Taking place in a divided nation amidst a global pandemic, the 2020 election was marked by extraordinarily high levels of voting, with record-breaking early and absentee voting in many states. As of press time on the morning of Nov. 4, major news organizations were reporting that several battleground states still hung in the balance and neither candidate had secured the 270 Electoral College votes needed to win the election.
On campus Nov. 3, approximately 600 students, faculty, staff, and local residents voted at Middletown’s Voting District 14, located inside Beckham Hall in Fayerweather, according to Diana Martinez, assistant director of the Jewett Center for Community Partnerships, who oversaw Election Day operations. Wesleyan also hosted an Election Day registration tent adjacent to the Freeman Athletic Center, where anyone who hadn’t registered prior to the Oct. 27 deadline could both register and vote on Election Day. Masks and social distancing were required at both locations. Martinez reported that voting activity on campus went very smoothly, and thanked the community for their diligence in adhering to the COVID-19 safety measures.
In-Person Student Voters Weigh In
There was a steady flow of voters in and out of Fayerweather around midday, yet lines remained short. Housemates Ana Finnerty-Haggerty ’21 and Lizzie Edwards ’21 walked over to the polling site together and along the way discussed candidates on the ballot, as well as a Middletown bond issue related to riverfront development. They both chose to vote in person in Connecticut to “make sure my vote counts,” as Finnerty-Haggerty put it. She noted that some of her friends from swing states strategically chose to cast absentee ballots in their home states.
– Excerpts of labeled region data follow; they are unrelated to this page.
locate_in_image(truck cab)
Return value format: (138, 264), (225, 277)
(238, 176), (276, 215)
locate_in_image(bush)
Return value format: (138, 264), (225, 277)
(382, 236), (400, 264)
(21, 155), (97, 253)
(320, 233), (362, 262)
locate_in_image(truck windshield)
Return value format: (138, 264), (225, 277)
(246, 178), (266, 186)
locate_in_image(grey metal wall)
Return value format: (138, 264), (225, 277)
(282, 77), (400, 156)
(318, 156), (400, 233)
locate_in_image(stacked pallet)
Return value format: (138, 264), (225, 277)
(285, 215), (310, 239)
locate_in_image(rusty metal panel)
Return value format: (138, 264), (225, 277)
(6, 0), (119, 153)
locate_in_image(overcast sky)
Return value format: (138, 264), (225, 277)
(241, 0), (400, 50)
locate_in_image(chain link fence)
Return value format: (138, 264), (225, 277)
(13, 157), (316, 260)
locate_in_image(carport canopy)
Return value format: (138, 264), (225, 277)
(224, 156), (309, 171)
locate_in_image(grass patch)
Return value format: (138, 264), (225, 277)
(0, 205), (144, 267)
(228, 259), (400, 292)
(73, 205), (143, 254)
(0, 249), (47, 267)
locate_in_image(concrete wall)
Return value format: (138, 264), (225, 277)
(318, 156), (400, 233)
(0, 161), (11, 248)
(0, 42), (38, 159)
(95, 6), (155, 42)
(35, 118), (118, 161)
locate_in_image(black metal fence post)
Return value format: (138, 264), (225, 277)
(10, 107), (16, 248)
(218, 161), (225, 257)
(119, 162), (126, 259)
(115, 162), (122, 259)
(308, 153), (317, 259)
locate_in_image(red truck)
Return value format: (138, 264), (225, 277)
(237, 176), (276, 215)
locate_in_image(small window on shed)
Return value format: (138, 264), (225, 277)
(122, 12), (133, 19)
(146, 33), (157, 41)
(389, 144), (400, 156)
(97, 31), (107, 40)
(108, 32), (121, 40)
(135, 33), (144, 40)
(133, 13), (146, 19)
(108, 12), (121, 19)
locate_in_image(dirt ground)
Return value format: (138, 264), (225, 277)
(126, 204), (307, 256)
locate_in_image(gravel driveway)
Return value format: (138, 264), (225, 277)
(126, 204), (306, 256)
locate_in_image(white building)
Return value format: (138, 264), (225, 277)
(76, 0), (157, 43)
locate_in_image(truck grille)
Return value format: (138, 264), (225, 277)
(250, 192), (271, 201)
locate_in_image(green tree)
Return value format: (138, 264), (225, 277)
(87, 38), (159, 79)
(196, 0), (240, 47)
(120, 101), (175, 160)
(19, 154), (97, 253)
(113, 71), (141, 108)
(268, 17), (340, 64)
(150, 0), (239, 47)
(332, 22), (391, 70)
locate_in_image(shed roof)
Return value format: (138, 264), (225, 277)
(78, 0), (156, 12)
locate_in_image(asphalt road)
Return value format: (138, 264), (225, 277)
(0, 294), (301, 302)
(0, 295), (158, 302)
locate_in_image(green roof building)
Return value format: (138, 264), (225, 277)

Though she’s only living in Connecticut for four years during college, Edwards, who does volunteer work in the community, believes that “local politics really matter” and made a point to educate herself on all of the local issues and races in addition to the federal races.
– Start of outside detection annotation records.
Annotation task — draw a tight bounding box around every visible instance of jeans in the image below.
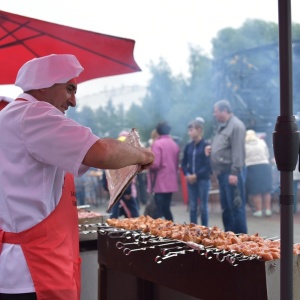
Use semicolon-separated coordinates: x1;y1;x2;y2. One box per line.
154;193;173;221
218;173;247;233
188;179;210;226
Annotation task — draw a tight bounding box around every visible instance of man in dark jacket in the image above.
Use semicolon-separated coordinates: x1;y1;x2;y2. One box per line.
210;100;247;233
181;117;211;226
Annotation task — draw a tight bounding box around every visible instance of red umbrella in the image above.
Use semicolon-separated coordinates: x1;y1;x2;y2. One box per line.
0;96;14;110
0;11;140;84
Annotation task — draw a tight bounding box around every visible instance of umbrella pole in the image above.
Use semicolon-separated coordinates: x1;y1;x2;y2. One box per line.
273;0;299;300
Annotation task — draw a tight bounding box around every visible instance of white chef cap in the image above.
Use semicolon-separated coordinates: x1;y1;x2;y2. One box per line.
15;54;84;92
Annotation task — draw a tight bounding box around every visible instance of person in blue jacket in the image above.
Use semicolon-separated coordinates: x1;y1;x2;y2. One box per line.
181;117;211;226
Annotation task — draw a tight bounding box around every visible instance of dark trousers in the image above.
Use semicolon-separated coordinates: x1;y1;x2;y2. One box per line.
218;173;247;233
154;193;173;221
0;293;37;300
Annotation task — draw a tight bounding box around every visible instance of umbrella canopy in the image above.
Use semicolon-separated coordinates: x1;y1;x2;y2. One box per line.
0;11;140;84
0;96;14;110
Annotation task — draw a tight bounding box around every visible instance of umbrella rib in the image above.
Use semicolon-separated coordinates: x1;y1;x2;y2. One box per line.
2;17;138;70
0;21;41;56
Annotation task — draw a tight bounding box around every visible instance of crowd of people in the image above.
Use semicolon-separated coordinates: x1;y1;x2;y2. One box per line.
75;100;300;233
0;54;299;300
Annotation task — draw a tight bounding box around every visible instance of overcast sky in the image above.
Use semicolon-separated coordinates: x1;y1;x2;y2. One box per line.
0;0;300;98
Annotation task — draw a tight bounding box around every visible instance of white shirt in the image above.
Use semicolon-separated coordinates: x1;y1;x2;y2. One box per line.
0;94;99;294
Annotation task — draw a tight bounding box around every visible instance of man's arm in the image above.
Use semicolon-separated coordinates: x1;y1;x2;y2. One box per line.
82;139;154;170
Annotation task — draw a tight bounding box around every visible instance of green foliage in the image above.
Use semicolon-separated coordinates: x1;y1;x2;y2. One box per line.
70;20;300;148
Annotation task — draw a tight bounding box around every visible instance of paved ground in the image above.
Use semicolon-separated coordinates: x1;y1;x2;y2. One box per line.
91;201;300;243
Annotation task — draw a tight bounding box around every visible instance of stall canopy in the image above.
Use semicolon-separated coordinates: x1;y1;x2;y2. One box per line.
0;11;140;84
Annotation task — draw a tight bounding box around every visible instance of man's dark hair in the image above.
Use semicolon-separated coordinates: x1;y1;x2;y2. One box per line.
215;100;232;113
156;121;171;135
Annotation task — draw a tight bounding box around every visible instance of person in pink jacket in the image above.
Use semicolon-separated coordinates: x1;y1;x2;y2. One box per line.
148;122;180;221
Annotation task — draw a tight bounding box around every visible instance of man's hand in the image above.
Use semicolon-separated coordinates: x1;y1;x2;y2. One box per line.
139;148;155;172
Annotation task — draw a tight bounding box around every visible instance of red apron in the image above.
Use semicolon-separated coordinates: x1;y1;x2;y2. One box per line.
0;174;81;300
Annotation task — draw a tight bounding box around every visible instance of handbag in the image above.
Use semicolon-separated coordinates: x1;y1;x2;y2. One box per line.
144;173;157;218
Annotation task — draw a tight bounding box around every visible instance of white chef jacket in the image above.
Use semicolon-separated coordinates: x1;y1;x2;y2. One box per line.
0;93;99;294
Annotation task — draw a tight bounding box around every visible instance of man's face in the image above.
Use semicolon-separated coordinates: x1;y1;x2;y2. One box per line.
43;83;77;114
213;106;226;123
188;127;201;141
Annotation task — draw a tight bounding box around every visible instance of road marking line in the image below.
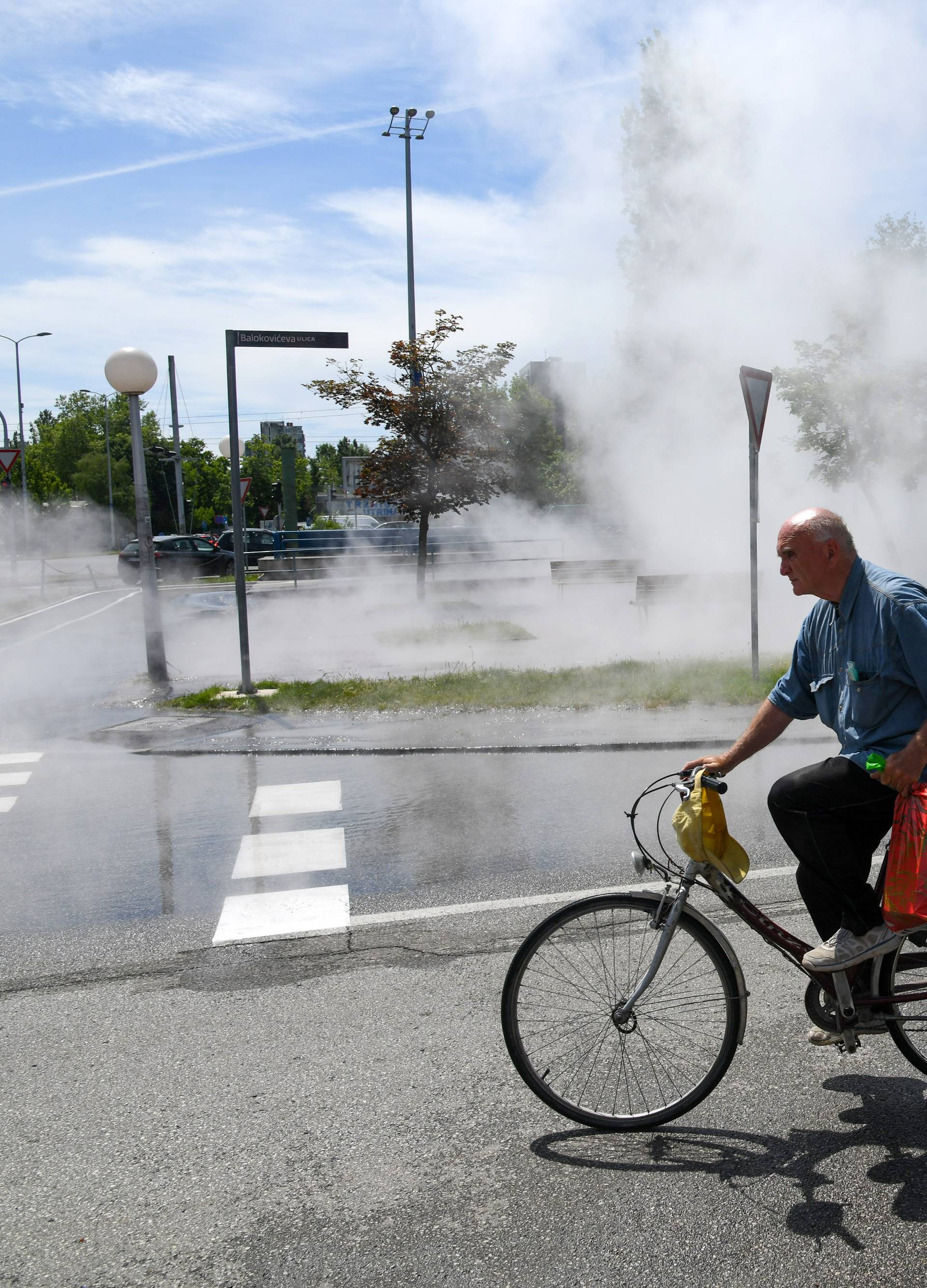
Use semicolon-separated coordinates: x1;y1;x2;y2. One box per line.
251;779;341;818
0;590;102;626
350;867;796;929
212;885;349;944
0;769;32;787
0;590;139;653
232;827;348;881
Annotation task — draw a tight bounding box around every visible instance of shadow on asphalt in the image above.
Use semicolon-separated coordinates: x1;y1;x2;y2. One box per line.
531;1074;927;1252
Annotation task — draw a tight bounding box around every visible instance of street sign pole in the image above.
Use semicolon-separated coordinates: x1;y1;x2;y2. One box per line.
749;434;759;680
225;331;253;693
225;331;348;693
740;367;772;680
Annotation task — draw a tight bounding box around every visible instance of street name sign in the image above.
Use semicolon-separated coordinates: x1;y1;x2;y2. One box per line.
225;331;348;349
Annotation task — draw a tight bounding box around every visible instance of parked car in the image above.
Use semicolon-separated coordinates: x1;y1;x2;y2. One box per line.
335;514;382;532
218;528;274;568
117;536;233;583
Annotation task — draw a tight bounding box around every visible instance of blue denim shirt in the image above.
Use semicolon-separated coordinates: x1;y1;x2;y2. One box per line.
769;558;927;779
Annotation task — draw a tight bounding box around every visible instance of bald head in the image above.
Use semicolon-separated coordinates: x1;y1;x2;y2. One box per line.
776;508;856;604
779;506;856;559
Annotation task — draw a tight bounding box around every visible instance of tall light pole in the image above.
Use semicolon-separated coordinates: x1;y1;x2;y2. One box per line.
103;349;168;684
0;331;52;545
79;389;116;550
382;107;434;355
740;367;772;680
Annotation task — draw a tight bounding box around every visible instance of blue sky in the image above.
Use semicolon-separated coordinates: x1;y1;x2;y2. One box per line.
0;0;927;458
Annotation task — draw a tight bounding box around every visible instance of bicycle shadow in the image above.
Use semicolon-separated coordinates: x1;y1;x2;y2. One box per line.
531;1074;927;1252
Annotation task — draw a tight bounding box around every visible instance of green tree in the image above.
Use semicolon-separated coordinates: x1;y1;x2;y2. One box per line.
307;309;515;597
772;214;927;507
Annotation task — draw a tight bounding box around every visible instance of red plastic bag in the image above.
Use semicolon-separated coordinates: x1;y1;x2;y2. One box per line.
882;783;927;930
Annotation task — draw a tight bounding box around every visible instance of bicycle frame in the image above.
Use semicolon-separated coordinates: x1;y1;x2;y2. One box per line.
631;783;927;1029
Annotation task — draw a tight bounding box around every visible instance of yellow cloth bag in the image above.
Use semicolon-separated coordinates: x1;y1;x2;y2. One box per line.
674;769;749;881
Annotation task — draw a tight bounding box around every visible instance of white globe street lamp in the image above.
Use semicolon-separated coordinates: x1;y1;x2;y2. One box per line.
103;349;168;684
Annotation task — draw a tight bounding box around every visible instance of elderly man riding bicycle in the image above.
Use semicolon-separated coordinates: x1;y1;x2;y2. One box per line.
685;509;927;1042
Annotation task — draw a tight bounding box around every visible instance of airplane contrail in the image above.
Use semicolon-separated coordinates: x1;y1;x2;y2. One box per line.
0;72;636;197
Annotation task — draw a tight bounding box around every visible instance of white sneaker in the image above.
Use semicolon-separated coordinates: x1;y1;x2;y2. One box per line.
802;922;904;974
The two students said politics are a frequent topic of discussion in their house. They were compelled to vote on issues including climate change, systemic racism, economic disparities, and immigration reform.
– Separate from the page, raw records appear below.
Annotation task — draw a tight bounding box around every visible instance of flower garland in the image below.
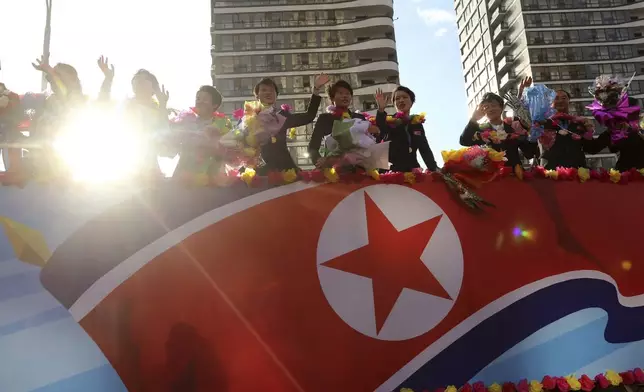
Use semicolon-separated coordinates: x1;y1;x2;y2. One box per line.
365;112;426;128
473;117;528;144
400;368;644;392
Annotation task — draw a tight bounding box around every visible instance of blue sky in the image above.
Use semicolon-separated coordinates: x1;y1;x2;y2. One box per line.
0;0;467;159
394;0;468;155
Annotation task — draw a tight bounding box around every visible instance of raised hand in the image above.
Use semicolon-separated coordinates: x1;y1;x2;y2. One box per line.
472;104;487;121
313;72;329;90
374;88;387;111
96;56;114;79
519;76;532;98
31;56;52;73
154;85;170;108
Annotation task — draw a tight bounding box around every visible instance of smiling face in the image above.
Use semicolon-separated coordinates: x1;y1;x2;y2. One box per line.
394;90;413;113
333;87;353;109
552;91;570;113
257;84;277;106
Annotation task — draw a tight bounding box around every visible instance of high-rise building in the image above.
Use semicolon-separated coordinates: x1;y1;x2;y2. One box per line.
455;0;644;115
211;0;399;168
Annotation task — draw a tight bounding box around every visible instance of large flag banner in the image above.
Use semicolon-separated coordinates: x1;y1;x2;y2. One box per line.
0;178;644;392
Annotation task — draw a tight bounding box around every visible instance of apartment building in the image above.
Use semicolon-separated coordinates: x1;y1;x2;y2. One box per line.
211;0;399;168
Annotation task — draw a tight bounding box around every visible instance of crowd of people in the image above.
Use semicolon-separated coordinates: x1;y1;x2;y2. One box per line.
0;57;644;184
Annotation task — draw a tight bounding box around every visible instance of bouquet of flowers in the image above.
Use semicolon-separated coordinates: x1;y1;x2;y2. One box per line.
322;119;389;170
220;101;286;166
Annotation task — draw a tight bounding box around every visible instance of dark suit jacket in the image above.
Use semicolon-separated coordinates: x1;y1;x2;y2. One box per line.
460;120;538;167
258;94;322;174
376;111;438;172
309;112;365;164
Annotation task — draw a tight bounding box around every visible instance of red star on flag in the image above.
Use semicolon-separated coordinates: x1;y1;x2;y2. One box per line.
322;193;452;333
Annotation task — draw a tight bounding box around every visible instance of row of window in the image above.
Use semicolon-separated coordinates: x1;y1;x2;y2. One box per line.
521;0;642;11
212;0;347;8
212;11;384;30
532;63;640;81
214;31;393;52
525;11;638;28
530;45;644;63
526;28;642;45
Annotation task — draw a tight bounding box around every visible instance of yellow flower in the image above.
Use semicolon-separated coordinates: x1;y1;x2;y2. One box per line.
530;380;543;392
546;170;559;180
193;173;210;186
369;169;380;181
324;168;339;182
606;370;623;387
241;169;256;185
566;375;581;391
487;383;502;392
282;169;297;184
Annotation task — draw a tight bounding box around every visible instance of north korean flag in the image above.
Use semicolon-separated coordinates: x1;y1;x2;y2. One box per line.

Isaac Slomski-Pritz ’22 is from Illinois but also chose to vote in Connecticut this year. After this election, he hopes that the country can find a way to close partisan divides and produce “less vitriolic name-calling, less othering of people who disagree with you.”
Erica Clark Gould ’21, another in-person voter on campus, whose family resides in Paris, France, said, “I’m just hoping to have more of a democratic political system in place” following the election.
Student Engagement Supported on Campus
Improving students’ education about and engagement in the democratic system has been a major focus at Wesleyan for the past year through the Engage 2020 (E2020) initiative. Over 30 students received funding from the E2020 fund this year to support work on voter registration, issues advocacy, and campaigns. This fall, the Jewett Center for Community Partnerships sponsored a virtual E2020 Speaker Series—open to all members of the Wesleyan community and the broader public—featuring faculty, students, alumni, and outside speakers addressing a range of critical issues related to the election and public life. Through E2020, Wesleyan also convened hundreds of other institutions of higher education across the country in committing to principles around developing civic preparedness in students and encouraging their participation in political life.
In the days leading up to the election, Wesleyan urged students, faculty, and staff to go out and vote, and offered opportunities for the community to discussion the election, learn more about the issues, and support one another. Due to the pandemic, many of these events were held virtually, but on Nov. 2 the Office of Religious and Spiritual Life (ORSL) hosted an in-person, pre-election fireside chat and s’mores event during which students could safely gather outside. Despite cold and blustery conditions, over 65 people participated in four different locations, and faculty and staff helped facilitate socially distant and masked discussions about the election, the future, and issues of concern. Read more and see photos from the event.
In the days to come, as more is learned about the election results, Wesleyan will continue to offer opportunities for its community to come together and make sense of the implications. At noon on Nov. 6, the Government Department, the Allbritton Center for the Study of Public Life, and the E2020 initiative will sponsor a virtual roundtable discussion debrief event featuring American politics faculty Logan Dancey, Erika Franklin Fowler, Alyx Mark, Steven Moore, and Justin Peck.